Mutation in the MRE11A gene was identified from a clinically diagnosed AT-like patient. Clinical features are much milder than AT, and the symptoms appear much more slowly than in AT. The appearance of ataxia, for example, is much later than AT, and telangiectasia and increased alpha-fetoprotein are absent. Although immunoglobulin levels are almost normal, the generation of specific functional antibodies is attenuated [24]. It has been thought that ATLD patients do not exhibit predisposition to cancer, but we have identified a Japanese ATLD family who developed lung cancer [25]. An original report described ATLD as a milder phenotype of AT. However, a more severe phenotype including microcephaly or NBS-like dimorphic features has been reported [25, 26]. MRE11A mutation affects M/R/N complex stability, and decreased NBS1 and/or RAD50 is observed. Residual activity of NBS1 and/or RAD50 may affect the difference in phenotypes. The cellular biological features are the same as in AT, including increased radiosensitivity and an increased level of spontaneously occurring chromosome aberrations involving the TCR or Ig region.

RIDDLE syndrome

RIDDLE syndrome is named after its clinical features, including increased radiosensitivity, immunodeficiency, dysmorphic features, and learning difficulties. Patients exhibit ataxia, telangiectasia, growth retardation, and microcephaly [8]. The gene responsible for RIDDLE syndrome is RNF168 [7]. Patients carry compound heterozygous nonsense mutations in the RNF168 gene, resulting in aberrant RNF168 proteins. RNF168 is a ubiquitin ligase, and RNF168-dependent chromatin modifications orchestrate the accumulation of 53BP1 and BRCA1 to DNA lesions; their loss is the likely cause of the cellular and developmental phenotypes associated with RIDDLE syndrome. Cellular biological features include inability to recruit 53BP1 to sites of DNA double-strand breaks, moderately increased radiosensitivity, and dysregulation of cell cycle checkpoints after irradiation.
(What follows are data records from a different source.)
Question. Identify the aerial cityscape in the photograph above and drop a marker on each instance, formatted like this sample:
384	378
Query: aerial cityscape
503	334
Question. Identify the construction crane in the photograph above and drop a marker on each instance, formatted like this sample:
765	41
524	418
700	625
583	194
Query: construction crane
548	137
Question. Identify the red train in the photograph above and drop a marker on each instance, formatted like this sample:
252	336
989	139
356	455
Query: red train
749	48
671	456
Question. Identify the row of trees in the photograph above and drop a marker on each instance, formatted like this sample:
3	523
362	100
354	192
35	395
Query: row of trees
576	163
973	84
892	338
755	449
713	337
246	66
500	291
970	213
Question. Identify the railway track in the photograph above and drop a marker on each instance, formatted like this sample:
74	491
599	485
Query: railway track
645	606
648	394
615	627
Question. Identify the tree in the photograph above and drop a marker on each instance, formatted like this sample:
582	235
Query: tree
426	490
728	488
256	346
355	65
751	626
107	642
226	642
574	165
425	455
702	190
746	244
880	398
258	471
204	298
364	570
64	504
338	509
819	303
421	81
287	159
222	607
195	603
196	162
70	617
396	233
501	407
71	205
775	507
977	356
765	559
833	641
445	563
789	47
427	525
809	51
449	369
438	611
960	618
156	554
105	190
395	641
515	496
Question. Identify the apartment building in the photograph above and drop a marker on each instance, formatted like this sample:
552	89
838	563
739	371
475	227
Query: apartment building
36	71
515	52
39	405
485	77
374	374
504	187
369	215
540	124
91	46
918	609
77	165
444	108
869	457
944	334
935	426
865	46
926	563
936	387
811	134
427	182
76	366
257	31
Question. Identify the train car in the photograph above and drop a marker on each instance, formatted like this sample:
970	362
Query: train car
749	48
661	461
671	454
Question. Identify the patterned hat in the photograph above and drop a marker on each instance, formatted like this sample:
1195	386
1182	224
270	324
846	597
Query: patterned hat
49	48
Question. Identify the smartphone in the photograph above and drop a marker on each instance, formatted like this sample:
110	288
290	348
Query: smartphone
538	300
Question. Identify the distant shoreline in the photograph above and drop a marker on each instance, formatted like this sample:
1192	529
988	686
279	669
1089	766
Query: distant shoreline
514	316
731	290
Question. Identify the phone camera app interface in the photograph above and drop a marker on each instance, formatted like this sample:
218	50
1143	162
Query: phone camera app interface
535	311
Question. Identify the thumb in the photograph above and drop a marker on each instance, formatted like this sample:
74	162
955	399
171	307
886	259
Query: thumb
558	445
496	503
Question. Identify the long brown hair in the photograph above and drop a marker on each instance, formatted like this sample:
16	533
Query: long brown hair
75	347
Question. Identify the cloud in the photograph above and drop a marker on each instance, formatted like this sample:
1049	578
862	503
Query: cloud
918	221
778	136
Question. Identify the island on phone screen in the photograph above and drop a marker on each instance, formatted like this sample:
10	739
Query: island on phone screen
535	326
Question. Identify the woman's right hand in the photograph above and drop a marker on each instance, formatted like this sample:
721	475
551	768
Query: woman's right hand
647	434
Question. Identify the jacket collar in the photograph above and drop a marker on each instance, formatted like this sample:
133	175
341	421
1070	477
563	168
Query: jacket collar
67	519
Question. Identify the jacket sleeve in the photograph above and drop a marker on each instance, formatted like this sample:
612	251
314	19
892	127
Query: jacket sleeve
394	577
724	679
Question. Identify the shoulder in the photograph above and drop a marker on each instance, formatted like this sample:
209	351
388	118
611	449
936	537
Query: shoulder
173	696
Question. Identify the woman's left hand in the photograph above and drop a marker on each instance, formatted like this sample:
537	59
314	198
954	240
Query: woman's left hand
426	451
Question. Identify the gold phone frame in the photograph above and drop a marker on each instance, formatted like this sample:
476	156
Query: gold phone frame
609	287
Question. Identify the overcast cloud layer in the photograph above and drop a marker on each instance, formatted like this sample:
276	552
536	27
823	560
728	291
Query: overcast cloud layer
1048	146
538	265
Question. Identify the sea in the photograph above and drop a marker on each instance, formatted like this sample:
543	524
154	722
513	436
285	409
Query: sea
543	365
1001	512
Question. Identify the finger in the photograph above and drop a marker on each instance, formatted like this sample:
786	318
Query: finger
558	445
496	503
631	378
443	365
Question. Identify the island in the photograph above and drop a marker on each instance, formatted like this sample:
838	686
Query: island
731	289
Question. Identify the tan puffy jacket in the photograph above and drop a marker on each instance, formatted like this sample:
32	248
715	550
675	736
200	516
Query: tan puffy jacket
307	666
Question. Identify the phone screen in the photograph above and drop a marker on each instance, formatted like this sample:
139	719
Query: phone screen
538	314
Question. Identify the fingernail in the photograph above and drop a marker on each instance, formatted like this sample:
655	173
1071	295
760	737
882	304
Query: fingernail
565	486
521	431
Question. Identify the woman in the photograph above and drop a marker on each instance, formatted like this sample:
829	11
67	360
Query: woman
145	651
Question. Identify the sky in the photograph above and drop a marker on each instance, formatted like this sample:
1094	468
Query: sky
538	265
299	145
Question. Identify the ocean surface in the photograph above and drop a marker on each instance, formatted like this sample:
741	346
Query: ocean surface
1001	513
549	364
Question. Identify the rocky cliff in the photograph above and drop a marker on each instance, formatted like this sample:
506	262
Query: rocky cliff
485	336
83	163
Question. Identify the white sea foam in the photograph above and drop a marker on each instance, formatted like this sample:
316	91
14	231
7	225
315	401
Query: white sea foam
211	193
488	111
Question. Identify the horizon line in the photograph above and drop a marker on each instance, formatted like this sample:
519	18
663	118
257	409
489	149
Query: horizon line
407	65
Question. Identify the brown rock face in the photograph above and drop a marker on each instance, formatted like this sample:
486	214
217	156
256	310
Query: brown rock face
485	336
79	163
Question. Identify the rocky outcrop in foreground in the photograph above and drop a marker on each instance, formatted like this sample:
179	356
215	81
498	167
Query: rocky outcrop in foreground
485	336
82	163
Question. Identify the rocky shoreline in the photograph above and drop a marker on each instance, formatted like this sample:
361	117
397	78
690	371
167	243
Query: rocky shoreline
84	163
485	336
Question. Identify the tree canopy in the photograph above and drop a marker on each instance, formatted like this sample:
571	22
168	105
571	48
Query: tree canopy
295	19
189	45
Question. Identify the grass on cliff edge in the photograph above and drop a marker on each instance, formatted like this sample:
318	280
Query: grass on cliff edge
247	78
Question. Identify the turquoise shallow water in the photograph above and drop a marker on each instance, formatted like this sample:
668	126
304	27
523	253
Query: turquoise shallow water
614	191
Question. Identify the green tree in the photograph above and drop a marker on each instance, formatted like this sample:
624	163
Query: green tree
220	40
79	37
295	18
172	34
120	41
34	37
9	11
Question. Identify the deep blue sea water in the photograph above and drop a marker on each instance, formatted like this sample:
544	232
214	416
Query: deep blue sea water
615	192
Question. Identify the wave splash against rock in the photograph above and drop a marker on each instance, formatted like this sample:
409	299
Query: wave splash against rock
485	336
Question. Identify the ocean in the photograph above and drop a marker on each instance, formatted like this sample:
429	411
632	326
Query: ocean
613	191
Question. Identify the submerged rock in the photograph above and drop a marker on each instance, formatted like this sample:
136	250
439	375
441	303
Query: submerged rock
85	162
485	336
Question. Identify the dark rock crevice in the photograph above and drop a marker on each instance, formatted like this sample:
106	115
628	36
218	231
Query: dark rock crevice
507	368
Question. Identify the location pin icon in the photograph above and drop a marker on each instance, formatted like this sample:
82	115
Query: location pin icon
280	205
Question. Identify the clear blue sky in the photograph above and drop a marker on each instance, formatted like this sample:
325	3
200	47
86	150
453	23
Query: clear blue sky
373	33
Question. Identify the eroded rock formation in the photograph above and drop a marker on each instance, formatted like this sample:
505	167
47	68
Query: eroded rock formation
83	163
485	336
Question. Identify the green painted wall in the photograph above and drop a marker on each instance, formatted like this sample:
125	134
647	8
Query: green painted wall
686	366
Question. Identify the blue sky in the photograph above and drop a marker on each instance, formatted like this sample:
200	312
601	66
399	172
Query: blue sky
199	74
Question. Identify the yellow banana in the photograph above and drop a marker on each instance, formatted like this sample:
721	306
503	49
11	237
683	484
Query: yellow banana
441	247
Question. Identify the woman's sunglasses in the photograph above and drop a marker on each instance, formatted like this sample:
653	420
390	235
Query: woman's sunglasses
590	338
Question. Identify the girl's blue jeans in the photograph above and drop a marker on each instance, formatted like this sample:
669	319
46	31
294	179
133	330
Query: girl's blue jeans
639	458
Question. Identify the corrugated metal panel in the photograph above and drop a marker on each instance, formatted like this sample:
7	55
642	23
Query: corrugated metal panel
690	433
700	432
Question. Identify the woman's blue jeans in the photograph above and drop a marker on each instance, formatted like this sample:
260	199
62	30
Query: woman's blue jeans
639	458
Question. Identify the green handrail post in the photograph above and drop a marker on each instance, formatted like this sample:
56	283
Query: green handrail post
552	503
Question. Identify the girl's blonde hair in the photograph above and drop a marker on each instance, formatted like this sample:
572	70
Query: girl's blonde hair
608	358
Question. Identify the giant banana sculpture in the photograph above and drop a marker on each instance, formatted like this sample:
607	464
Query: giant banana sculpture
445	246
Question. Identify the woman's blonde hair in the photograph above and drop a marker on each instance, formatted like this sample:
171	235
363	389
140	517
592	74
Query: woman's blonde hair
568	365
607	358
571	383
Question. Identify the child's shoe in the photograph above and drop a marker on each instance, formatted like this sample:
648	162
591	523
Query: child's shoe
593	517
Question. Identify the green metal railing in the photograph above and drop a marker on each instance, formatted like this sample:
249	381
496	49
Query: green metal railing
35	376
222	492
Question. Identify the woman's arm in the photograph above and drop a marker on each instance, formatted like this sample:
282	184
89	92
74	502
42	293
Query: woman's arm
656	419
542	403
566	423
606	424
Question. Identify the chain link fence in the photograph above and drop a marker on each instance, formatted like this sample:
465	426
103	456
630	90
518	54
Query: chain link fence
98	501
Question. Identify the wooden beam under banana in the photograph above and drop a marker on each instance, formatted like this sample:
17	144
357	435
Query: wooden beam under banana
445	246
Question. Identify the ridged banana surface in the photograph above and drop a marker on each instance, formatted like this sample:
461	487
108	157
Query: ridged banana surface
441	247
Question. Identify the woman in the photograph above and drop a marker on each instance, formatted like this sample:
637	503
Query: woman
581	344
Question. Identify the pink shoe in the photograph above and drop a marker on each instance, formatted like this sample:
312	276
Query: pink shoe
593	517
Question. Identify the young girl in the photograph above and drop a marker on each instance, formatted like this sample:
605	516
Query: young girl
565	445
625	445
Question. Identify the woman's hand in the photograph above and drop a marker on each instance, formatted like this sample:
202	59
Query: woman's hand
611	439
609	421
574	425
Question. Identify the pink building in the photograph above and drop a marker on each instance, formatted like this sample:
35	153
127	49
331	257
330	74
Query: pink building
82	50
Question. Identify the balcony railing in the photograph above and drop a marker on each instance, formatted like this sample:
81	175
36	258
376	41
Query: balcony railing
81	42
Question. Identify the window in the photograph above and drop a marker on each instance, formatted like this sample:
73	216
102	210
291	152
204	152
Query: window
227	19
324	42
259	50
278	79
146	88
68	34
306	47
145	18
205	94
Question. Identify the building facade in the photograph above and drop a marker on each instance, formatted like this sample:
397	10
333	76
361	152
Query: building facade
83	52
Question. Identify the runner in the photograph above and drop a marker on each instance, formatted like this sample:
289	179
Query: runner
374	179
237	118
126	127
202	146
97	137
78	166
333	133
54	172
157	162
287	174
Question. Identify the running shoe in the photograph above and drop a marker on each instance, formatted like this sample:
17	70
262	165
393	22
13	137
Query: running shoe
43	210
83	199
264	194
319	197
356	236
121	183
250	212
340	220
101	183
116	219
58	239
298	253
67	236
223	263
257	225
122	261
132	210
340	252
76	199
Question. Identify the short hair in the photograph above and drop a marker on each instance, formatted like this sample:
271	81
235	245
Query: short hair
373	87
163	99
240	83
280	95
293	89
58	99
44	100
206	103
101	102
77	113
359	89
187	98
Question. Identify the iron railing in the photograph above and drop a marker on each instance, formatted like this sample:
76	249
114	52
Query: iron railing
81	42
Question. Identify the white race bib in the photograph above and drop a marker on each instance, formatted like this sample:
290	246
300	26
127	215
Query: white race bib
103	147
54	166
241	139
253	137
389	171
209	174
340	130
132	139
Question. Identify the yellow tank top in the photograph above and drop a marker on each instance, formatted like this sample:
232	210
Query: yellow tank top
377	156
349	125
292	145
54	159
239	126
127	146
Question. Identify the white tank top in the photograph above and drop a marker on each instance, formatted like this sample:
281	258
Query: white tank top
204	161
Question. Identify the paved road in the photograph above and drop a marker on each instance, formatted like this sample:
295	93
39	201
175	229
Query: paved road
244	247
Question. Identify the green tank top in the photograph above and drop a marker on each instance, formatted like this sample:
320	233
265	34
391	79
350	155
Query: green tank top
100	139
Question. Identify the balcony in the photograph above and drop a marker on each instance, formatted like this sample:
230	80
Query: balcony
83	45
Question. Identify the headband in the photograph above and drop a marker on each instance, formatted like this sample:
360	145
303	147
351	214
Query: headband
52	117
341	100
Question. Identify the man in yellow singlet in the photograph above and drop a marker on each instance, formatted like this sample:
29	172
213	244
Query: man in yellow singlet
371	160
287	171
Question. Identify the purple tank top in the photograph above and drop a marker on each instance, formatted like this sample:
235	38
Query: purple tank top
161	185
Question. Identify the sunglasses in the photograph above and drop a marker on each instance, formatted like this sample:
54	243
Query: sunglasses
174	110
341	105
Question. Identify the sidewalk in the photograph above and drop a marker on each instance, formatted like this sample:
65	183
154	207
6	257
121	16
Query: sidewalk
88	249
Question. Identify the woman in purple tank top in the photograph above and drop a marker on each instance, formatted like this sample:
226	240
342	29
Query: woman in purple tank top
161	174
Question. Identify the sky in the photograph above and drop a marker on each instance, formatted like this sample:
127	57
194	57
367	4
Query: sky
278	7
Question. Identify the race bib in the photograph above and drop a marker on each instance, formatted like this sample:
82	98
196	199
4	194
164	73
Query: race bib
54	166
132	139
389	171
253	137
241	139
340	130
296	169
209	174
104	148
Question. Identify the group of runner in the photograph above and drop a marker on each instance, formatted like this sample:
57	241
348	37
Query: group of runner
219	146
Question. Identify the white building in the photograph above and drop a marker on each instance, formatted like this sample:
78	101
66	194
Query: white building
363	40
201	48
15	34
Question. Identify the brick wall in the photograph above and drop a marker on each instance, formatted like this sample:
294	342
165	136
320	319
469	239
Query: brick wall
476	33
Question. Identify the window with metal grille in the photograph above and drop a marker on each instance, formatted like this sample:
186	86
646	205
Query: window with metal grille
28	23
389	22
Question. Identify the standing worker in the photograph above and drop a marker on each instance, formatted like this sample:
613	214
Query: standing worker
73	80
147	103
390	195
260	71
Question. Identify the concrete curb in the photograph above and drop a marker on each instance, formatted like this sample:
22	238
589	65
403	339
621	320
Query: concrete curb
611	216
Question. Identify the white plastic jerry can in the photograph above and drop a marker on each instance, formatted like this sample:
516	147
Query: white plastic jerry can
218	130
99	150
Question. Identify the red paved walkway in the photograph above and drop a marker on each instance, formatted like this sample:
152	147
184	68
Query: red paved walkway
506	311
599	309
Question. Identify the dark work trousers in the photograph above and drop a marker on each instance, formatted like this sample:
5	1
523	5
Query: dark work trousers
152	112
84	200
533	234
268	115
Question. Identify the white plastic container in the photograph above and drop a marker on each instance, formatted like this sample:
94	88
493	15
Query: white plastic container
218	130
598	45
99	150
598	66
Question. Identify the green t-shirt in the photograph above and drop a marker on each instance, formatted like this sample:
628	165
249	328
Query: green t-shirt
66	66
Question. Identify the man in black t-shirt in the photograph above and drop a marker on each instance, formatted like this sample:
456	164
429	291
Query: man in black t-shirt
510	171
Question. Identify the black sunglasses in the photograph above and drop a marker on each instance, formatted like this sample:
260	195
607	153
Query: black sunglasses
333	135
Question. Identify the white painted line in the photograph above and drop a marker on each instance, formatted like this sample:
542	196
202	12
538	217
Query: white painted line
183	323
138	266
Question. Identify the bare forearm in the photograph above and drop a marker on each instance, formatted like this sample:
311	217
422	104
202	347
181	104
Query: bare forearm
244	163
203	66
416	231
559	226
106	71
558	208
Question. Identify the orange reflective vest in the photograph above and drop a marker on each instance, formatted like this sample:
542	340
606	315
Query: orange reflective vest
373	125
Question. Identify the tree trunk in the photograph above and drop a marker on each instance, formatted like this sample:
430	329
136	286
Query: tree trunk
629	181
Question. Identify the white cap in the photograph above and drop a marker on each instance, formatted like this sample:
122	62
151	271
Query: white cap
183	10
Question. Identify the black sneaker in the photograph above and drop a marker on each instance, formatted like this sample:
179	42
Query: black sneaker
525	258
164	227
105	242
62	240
Severe combined immunodeficiency (SCID)

SCID is an immunodeficiency in which both B cell and T cell functions are impaired due to defects in one of several possible genes. One of the genes responsible for SCID is the gene encoding the common gamma chain (γc), shared by receptors for interleukins such as IL-2, IL-7, and IL-15. Attenuation of NHEJ during VDJ recombination also leads to SCID development. The molecules involved in NHEJ are known to be LIG4, Artemis (DCLRE1C), XLF/Cernunnos (NHEJ1), and DNA-PKcs (PKRDC) [5]. Although all of the mutated genes are directly responsible for SCID development, the phenotypes differ according to the gene responsible. Only LIG4-deficient and XLF/Cernunnos-deficient SCID exhibits microcephaly and growth retardation.